# Dehydrated mashed potatoes



## tony2k35 (Mar 26, 2012)

Can you or have you dehydrated mashed potatoes?


----------



## Davarm (Oct 22, 2011)

I tried, but the way I did it.....not so good. They came out hard and took quite some time to rehydrate. I could have ran the resulting pieces through a grain mill but was lazy and thought that their had to be a better way to do it.

I lost interest and didn't pursue it. I may go back when the garden slows down and try it again.

Someone probably will chime in and tell where I messed up and give a better process for it.


----------



## The_Blob (Dec 24, 2008)

Potato flakes are so cheap I usually don't bother doing it myself. But the way I do it (the lazy way  ), is to run them thru a juicer.

That takes much of the fluid (which is a natural thickener and can be used to make other things, like gravy... mmmm! ) out already, and purees the potato, skin & all!

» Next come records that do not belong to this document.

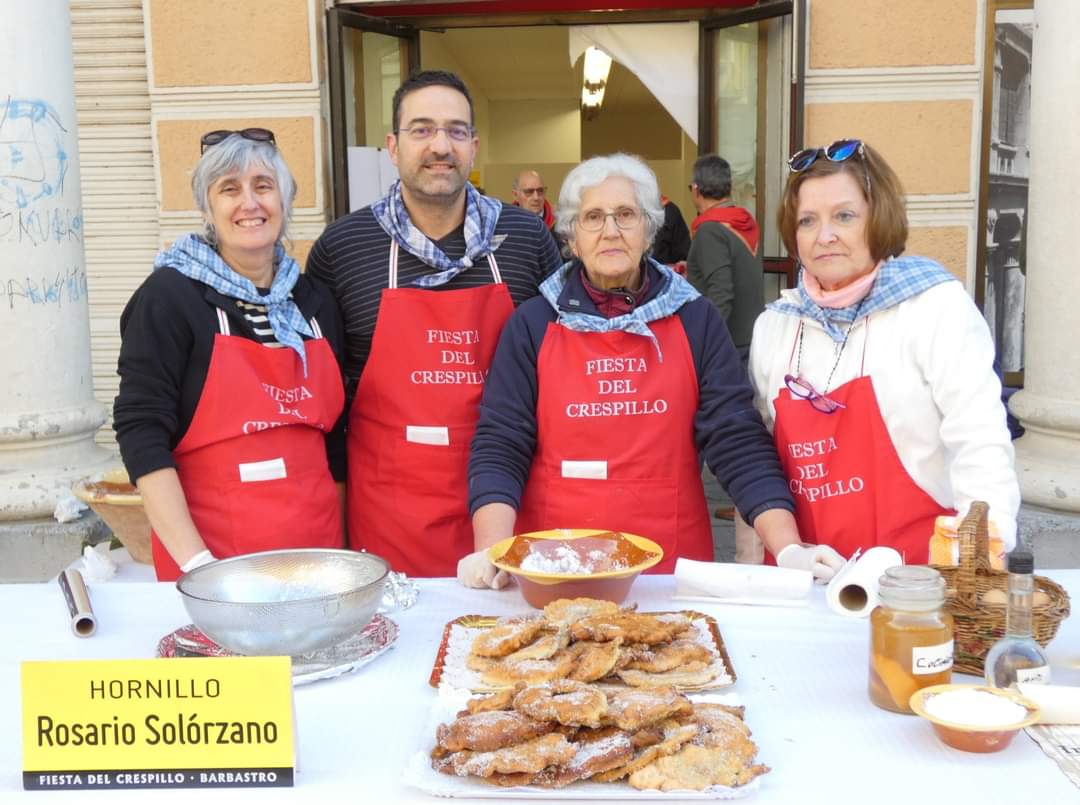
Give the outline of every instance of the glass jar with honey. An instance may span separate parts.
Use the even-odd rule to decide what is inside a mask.
[[[891,567],[878,582],[878,602],[870,613],[870,701],[910,713],[911,694],[952,678],[945,579],[924,565]]]

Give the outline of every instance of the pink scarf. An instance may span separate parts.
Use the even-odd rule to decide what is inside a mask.
[[[861,302],[866,298],[866,295],[870,293],[870,289],[874,287],[874,280],[877,279],[878,271],[880,269],[881,263],[878,263],[874,266],[874,270],[869,274],[864,274],[854,282],[848,283],[843,288],[837,288],[835,291],[826,291],[821,287],[821,283],[817,281],[813,274],[803,269],[803,288],[806,290],[806,295],[809,296],[818,307],[851,307],[856,302]]]

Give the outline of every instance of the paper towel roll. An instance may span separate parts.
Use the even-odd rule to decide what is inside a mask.
[[[1066,685],[1016,684],[1020,695],[1039,705],[1040,724],[1080,724],[1080,688]]]
[[[825,589],[829,609],[851,618],[865,618],[877,606],[881,574],[902,564],[904,559],[897,551],[882,545],[862,555],[856,553]]]

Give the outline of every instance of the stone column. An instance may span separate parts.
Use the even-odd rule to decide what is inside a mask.
[[[94,443],[68,0],[0,4],[0,525],[48,517]],[[2,546],[6,547],[6,546]]]
[[[1025,503],[1080,512],[1080,3],[1036,0],[1024,389],[1010,408]]]

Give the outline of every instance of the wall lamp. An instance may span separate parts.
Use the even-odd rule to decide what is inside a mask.
[[[611,72],[611,57],[598,47],[585,50],[585,80],[581,88],[581,106],[587,117],[600,111],[604,102],[604,89],[607,87],[608,73]]]

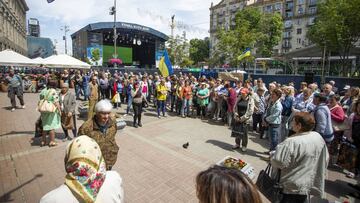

I dehydrate that & then use a food processor to pulverize it to flakes/powder. It's so fine that when I pour boiling water in to reconstitute it, the absorbed water cooks it as well.

P.S. the generic magik-bullet is the gadget I use for the above, it's compact and uses little electricity.


----------



## tony2k35 (Mar 26, 2012)

Thanks for the advice, I was wanting to do something as a starch for dehydrating.


----------



## drissel (Oct 23, 2011)

I take left over mashed potatoes and use my jerky gun and dehydrate them after I flavor them with cayenne, garlic, onion, chile, chipotle or any combination of them...then just use them for a snack....taste great...


----------



## dmkoza (Mar 29, 2012)

The_Blob, that is and awesome way of doing Instant Potatoes!! I like it!! Thanks!!


----------